Les objectifs de prospection et de traitement sont respectivement estimés à 402.038 hectares et 129.171 hectares. Un accent particulier sera également mis sur la promotion des biopesticides, alliant ainsi productivité agricole et préservation de l’environnement, conformément aux engagements de la Politique nationale de développement durable.
Ces informations ressortent des travaux de la 22è session ordinaire du conseil d’administration de l’Office de protection des végétaux (OPV), tenue hier dans ses locaux. L’ouverture des travaux a été présidée par le secrétaire général du ministère de l’Agriculture, Garantigui Traoré, en présence du directeur général de l’OPV, Halidou Mohomodou, ainsi que de nombreux administrateurs.
Les points inscrits à l’ordre du jour portaient, notamment sur la validation des travaux antérieurs à travers l’approbation du procès-verbal et le suivi des recommandations de la session précédente. Les administrateurs ont également examiné le rapport d’activités et l’exécution budgétaire de l’année 2025, avant de se pencher sur le programme d’activités 2026 et le projet de budget.
Le budget général de l’OPV est financé principalement par les ressources du budget de l’État. Les recettes globales prévisionnelles pour l’exercice 2026 s’élèvent à plus de 699,3 millions Fcfa, contre environ 732,5 millions Fcfa en 2025, soit une baisse d’environ 5%. Ce budget demeure toutefois insuffisant pour la réalisation optimale des missions de l’Office, notamment l’assurance d’une meilleure protection des cultures, des récoltes et des pâturages contre les nuisibles.
D’entrée de jeu, le secrétaire général du ministère de l’Agriculture a salué les résultats probants obtenus en 2025, malgré un contexte marqué par d’importants défis climatiques et phytosanitaires. Selon Garantigui Traoré, plusieurs activités ont permis de renforcer les capacités de l’OPV, et une stratégie phytosanitaire a été élaborée en vue de moderniser les systèmes de surveillance. En 2026, l’accent sera mis sur la digitalisation afin d’optimiser l’utilisation des ressources limitées.

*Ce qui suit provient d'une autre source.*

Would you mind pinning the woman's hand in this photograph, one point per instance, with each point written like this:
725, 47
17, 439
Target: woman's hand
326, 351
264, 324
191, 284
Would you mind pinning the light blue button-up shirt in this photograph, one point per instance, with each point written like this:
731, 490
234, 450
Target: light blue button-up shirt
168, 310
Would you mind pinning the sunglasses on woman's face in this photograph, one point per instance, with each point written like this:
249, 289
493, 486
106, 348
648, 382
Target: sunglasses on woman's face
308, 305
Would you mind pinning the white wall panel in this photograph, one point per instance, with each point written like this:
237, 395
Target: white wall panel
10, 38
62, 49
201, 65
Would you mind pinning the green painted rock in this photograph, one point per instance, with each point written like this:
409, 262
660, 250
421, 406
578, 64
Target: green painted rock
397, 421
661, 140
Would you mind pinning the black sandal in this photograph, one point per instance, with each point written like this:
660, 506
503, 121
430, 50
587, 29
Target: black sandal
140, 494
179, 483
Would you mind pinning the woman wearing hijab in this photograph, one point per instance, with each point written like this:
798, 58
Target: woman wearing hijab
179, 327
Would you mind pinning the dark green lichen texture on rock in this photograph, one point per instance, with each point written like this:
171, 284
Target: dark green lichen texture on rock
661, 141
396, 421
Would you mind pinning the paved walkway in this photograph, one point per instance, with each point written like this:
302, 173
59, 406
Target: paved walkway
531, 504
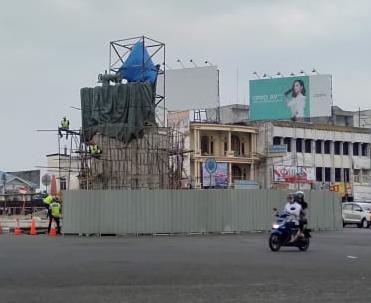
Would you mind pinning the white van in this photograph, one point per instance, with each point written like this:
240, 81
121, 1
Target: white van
357, 213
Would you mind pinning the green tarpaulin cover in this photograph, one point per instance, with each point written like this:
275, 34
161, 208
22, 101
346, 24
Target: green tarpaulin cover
120, 111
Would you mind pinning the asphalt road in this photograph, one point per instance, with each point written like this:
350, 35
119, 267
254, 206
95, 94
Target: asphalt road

À ce titre, le secrétaire général du ministère de l’Agriculture a indiqué que, grâce à la vigilance de ses équipes, l’Office a pu contenir des foyers d’infestation sur 176.906 hectares, dont 118.541 hectares ont été effectivement traités, contribuant ainsi à la protection des moyens de subsistance des populations. Par ailleurs, 147 agents de la protection des végétaux et de la vulgarisation, 104 brigades phytosanitaires villageoises et 1.584 producteurs ont été formés sur diverses thématiques liées à la gestion des ravageurs et des maladies des cultures.
Sur le plan structurel, Garantigui Traoré a rappelé que l’évaluation des capacités phytosanitaires (ECP) du Mali a conduit à l’élaboration d’une Stratégie nationale de renforcement des capacités phytosanitaires, laquelle servira d’axe stratégique à la Politique nationale de protection des végétaux en cours d’élaboration.
En matière de renforcement des capacités, il a annoncé la formation prévue de 324 brigades phytosanitaires villageoises et de 3.640 producteurs. L’Office s’emploiera également à renforcer le partenariat public-privé pour une gestion plus inclusive des crises phytosanitaires. Selon lui, l’année 2026 marquera le début de la mise en œuvre opérationnelle de la Stratégie nationale de renforcement des capacités phytosanitaires récemment validée.
Pour sa part, le directeur général de l’OPV a souligné que l’année écoulée a été riche en enseignements et en défis, marquée par une pression constante des ravageurs et la nécessité d’innover dans les méthodes de lutte. « Grâce à l’engagement technique de nos équipes et aux orientations stratégiques de ce conseil, l’Office a su maintenir une veille rigoureuse et faire preuve d’une grande réactivité sur le terrain », a expliqué Halidou Mohomodou. Il a précisé que les priorités de son service pour les mois à venir sont ambitieuses, notamment la transformation digitale de la surveillance du territoire et la promotion des alternatives biologiques aux pesticides chimiques, en faveur d’une agriculture durable.